Gray caught up with her. "Why?"
She opened her mouth to answer, but then the words hung in her throat. "Because! The danger. The waste. Everything!"
"Those are rather simple problems, really. Would you like me to explain how we handled them?"
"No!" Gray let the subject drop, and they continued up the hill in silence. Laura's thighs and lungs began to burn from the effort, but she was glad for the distraction of the pain. She regretted having lost her temper with Gray. After they passed the guardhouse. Laura said, "Look, I'm sorry, Joseph. But there's something going on here and you're not telling me what it is."
"I'm telling you what you need to know."
"How do you know what I need to know? You should tell people everything and let them decide what's important."
"I never tell anybody everything," Gray said in a voice so low it was almost as if he hadn't meant to say it. She looked up at him. He had concern etched deep on his face.
Laura's internal clock told her she had only until they reached the top of the hill to break through. She slackened her pace, and Gray slowed to remain beside her.
"Did you have any friends when you were a boy?" she asked.
Gray looked at her, and then to Laura's surprise he answered. "That depends on what you mean by friends. There were other kids around. Sometimes I'd play with them. But for the most part I preferred to read. I guess they thought I was pretty strange."
"What about your parents?"
"They died when I was twelve."
Laura felt a stab of pain at getting that answer. "I know, but I mean did you talk to them?"
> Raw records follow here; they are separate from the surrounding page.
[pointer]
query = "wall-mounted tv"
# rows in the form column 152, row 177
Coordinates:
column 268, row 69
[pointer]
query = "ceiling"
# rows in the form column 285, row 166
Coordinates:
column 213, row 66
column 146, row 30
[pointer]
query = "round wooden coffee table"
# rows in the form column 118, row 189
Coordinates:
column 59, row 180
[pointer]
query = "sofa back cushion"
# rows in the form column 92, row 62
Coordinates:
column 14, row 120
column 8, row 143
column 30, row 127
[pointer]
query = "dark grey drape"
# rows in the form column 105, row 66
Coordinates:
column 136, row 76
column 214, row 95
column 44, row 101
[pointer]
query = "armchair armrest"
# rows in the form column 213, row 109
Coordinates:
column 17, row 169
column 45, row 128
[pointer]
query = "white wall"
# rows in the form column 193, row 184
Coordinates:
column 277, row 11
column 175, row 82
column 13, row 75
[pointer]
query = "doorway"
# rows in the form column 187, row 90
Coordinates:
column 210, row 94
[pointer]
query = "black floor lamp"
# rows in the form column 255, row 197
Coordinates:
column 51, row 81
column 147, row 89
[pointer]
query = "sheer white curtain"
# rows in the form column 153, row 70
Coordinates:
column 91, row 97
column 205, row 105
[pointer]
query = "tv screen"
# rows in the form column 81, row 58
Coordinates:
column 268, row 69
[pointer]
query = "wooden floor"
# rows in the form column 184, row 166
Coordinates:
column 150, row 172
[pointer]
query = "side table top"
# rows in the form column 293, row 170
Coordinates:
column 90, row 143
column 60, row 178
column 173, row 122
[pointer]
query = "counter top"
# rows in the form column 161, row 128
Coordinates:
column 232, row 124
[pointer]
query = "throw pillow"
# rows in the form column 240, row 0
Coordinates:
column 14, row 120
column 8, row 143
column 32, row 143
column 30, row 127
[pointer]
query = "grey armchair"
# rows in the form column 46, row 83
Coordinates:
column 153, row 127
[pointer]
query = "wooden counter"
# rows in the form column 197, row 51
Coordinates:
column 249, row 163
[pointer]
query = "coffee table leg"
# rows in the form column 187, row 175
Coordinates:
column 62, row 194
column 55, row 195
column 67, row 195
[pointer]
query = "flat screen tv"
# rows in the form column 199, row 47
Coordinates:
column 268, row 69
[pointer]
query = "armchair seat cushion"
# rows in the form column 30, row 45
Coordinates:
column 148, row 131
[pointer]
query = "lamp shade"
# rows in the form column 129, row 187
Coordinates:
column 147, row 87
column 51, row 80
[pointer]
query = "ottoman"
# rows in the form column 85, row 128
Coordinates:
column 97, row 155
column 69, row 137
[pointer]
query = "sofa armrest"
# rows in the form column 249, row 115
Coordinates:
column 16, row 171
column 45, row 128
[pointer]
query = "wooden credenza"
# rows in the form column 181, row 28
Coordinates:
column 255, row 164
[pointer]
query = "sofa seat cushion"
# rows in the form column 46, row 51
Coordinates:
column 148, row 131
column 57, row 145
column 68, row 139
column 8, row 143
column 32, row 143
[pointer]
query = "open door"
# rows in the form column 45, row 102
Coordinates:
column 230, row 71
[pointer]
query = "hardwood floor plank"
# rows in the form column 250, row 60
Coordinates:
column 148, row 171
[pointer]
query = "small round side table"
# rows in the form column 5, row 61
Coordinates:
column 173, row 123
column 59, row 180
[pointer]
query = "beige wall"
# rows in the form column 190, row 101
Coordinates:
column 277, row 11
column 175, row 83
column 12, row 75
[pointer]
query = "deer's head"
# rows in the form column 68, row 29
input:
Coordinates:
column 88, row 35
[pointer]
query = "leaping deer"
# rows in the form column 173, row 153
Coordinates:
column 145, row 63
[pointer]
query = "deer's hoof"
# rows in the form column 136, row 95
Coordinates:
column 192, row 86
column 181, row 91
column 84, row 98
"Sometimes. They didn't really know how to deal with me, especially my mother."
"What do you mean?"
He shrugged. "I always knew I was different. And my father knew it, too. But my mother… She just wanted me to be…" He frowned.
"Normal?"
Gray nodded. "My father would bring books home from work. When my mother would get ready for bed, he'd sneak them up to my room. I'd read them under the covers with a flashlight. I've never needed much sleep. For a long time I thought maybe that was all it was — that I had so much more time than other kids to read."
"Would your mother get upset with you?"
Gray sighed. "She loved me very, very much, but… When I played with the other kids instead of reading, she was happy. When I brought a B home from school, she'd tell me that was okay and bake cookies." He looked over at Laura with deeply sad eyes.
"When I figured that out I made a lot of Bs." His smile evoked still more sorrow from Laura. "But when I said something — like at a Christmas party once when I made a point to my parents' friends and everyone laughed because I was only a child — she'd get upset."
"So you hid your intellect."
He looked at her. "What?"
"It happens a lot with gifted children. You hid your intellect — but not from your father."
His head dropped. "No, not from my father." Laura had made it through his shell. He was confiding in her.